I've been thinking about the ideas discussed in this thread, and I'd like to throw in my two cents.

At the moment, products are conceptually split between Product, ProductVariation and ProductOption. Being able to replace Product is great and that work should continue, but it only gets us part of the way to full customisation. We're still tied to Cartridge's options+variations paradigm, which is perfect for a lot of products but not everything.

I propose creating a well-defined interface cleanly separating the shop into two parts: the shopfront, and the shopping cart. This should be done with a couple of goals in mind.

Firstly, we should be able to add anything to the cart, by simply specifying an sku, description, price, quantity, image, etc - the things that are stored in CartItem now. Secondly, all of the code which provides the cart with info about its items - stock levels, working out discounts, upsell products, etc - should all be in one, easily-overrideable place. That could be a refactored Product model (bad idea), an entirely new interface class between carts and products, or on the cart itself, by providing an abstract CartBase and default implementation which can be replaced.

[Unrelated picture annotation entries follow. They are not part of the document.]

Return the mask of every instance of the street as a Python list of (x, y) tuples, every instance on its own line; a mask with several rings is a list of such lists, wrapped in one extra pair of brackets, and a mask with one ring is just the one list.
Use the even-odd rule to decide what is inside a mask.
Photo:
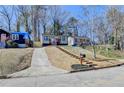
[(68, 73), (52, 66), (44, 48), (34, 50), (30, 68), (0, 79), (1, 87), (119, 87), (124, 86), (124, 66)]

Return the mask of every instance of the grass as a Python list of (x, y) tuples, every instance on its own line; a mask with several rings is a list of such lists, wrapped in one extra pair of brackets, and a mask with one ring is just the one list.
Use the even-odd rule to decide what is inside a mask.
[[(92, 51), (92, 47), (91, 46), (86, 47), (86, 49)], [(106, 49), (105, 47), (99, 48), (97, 46), (95, 47), (95, 49), (96, 49), (96, 53), (97, 54), (103, 55), (105, 57), (115, 58), (115, 59), (124, 59), (123, 51), (114, 50), (112, 48)]]
[(36, 48), (41, 47), (41, 42), (40, 41), (34, 42), (34, 47)]
[(0, 76), (30, 67), (33, 49), (0, 49)]
[[(106, 67), (113, 67), (118, 66), (120, 64), (124, 64), (123, 60), (117, 60), (113, 58), (104, 57), (102, 55), (97, 54), (97, 59), (92, 58), (92, 52), (87, 49), (83, 49), (81, 47), (72, 47), (72, 46), (59, 46), (66, 51), (75, 54), (77, 56), (80, 55), (80, 53), (86, 54), (85, 61), (86, 62), (92, 62), (95, 67), (94, 68), (106, 68)], [(65, 52), (61, 51), (60, 49), (56, 47), (46, 47), (45, 48), (46, 53), (48, 55), (48, 58), (52, 65), (62, 68), (68, 71), (73, 70), (72, 66), (78, 66), (80, 65), (79, 59), (75, 59), (74, 57), (66, 54)], [(85, 65), (85, 62), (84, 62)]]
[(54, 46), (46, 47), (45, 50), (51, 64), (58, 68), (71, 71), (73, 64), (80, 63), (78, 59), (71, 57)]

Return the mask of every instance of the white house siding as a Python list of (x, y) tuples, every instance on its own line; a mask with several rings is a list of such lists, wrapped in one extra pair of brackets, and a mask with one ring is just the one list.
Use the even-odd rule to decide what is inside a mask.
[(60, 44), (68, 44), (68, 37), (67, 36), (61, 36), (60, 37)]
[(73, 46), (75, 44), (75, 40), (73, 37), (68, 37), (68, 45)]

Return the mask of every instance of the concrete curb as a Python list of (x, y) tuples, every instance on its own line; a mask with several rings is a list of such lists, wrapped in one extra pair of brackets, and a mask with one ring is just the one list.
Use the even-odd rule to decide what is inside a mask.
[[(60, 49), (61, 51), (65, 52), (66, 54), (70, 55), (70, 56), (73, 56), (74, 58), (76, 59), (80, 59), (79, 56), (69, 52), (68, 50), (62, 48), (62, 47), (59, 47), (57, 46), (58, 49)], [(112, 67), (118, 67), (118, 66), (122, 66), (124, 65), (124, 63), (120, 63), (120, 64), (113, 64), (111, 66), (106, 66), (106, 67), (93, 67), (93, 68), (86, 68), (86, 69), (79, 69), (79, 70), (72, 70), (70, 71), (70, 73), (74, 73), (74, 72), (80, 72), (80, 71), (90, 71), (90, 70), (99, 70), (99, 69), (105, 69), (105, 68), (112, 68)]]

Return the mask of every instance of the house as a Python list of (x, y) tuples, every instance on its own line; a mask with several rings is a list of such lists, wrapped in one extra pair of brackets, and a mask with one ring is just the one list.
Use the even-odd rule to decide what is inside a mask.
[(46, 35), (42, 34), (41, 38), (42, 45), (67, 45), (68, 44), (68, 36), (66, 35)]
[(6, 47), (6, 40), (9, 38), (10, 33), (0, 29), (0, 48), (5, 48)]
[(33, 39), (28, 32), (12, 32), (11, 39), (20, 48), (33, 47)]

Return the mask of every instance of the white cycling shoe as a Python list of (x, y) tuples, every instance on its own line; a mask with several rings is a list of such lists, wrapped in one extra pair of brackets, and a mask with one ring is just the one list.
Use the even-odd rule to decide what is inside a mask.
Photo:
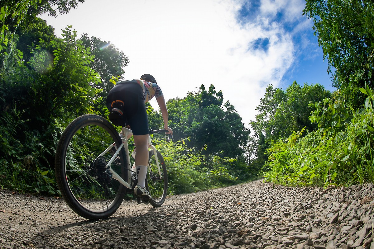
[(143, 189), (139, 185), (137, 185), (134, 188), (134, 194), (143, 200), (152, 199), (152, 196), (145, 188)]

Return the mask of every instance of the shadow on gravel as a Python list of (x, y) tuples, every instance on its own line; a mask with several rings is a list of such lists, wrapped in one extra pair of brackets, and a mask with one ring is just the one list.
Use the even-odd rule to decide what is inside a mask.
[[(151, 239), (152, 234), (166, 229), (168, 222), (175, 218), (170, 213), (173, 209), (170, 207), (147, 209), (146, 206), (132, 214), (117, 211), (113, 216), (102, 220), (82, 219), (51, 226), (38, 233), (31, 240), (36, 247), (45, 248), (115, 248), (117, 245), (124, 246), (124, 243), (144, 243), (146, 239)], [(145, 231), (148, 234), (147, 238), (142, 237)]]

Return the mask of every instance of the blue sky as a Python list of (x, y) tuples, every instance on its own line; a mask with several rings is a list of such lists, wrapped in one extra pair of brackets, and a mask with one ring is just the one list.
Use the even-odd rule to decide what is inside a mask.
[(296, 80), (334, 90), (304, 6), (302, 0), (86, 0), (68, 14), (41, 17), (58, 35), (72, 25), (79, 37), (110, 41), (128, 57), (125, 78), (152, 74), (167, 100), (214, 84), (249, 128), (269, 84), (284, 89)]

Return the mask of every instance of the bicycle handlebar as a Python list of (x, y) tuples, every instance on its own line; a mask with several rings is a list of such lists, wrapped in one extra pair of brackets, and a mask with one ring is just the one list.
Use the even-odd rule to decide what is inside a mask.
[[(165, 129), (160, 129), (160, 130), (154, 130), (154, 131), (150, 130), (149, 131), (150, 134), (154, 134), (155, 133), (166, 133), (169, 132), (169, 131)], [(166, 140), (167, 141), (170, 142), (170, 139), (171, 139), (173, 142), (174, 141), (174, 138), (173, 137), (172, 135), (171, 134), (166, 134), (166, 135), (169, 136), (169, 138)]]

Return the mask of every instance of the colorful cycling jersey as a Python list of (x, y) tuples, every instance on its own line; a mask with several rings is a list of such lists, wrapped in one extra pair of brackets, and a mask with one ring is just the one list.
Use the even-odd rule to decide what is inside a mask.
[(153, 97), (157, 99), (159, 97), (163, 96), (162, 91), (157, 84), (141, 80), (136, 80), (143, 89), (144, 103), (149, 101)]

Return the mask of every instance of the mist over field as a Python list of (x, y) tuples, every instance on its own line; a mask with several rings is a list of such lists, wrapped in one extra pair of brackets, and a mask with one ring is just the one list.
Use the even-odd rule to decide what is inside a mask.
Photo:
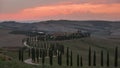
[(93, 36), (120, 35), (119, 21), (70, 21), (49, 20), (33, 23), (20, 23), (15, 21), (4, 21), (0, 28), (12, 30), (38, 30), (47, 32), (75, 32), (77, 30), (88, 31)]

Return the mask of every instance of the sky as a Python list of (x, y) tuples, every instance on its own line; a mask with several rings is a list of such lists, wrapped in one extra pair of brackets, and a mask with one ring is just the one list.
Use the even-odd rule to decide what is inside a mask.
[(0, 0), (0, 21), (120, 21), (120, 0)]

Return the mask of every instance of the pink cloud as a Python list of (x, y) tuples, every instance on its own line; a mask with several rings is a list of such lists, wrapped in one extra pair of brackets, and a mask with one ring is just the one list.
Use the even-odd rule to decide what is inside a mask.
[(24, 9), (18, 13), (0, 14), (0, 20), (30, 20), (44, 19), (46, 17), (59, 17), (85, 13), (105, 14), (111, 19), (111, 16), (120, 16), (120, 4), (59, 4), (51, 6), (40, 6)]

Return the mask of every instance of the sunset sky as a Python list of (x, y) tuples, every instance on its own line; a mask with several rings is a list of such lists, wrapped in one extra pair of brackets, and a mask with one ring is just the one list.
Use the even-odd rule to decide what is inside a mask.
[(0, 21), (119, 20), (120, 0), (0, 0)]

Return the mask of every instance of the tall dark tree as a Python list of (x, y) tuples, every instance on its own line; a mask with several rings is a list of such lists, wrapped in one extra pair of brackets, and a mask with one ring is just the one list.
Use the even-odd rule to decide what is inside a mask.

In my experience the requirements for the shopfront are much more variable than those for the cart. This arrangement would allow developers to swap out the online shopfront entirely if it doesn't fit the product they're selling, while still being able to rely on a well-tested and robust cart. It also lends neatly to integration with existing stock management systems.

Eventually, I'd like to see the two parts of the shop in two separate apps, with the shopfront app depending on the cart.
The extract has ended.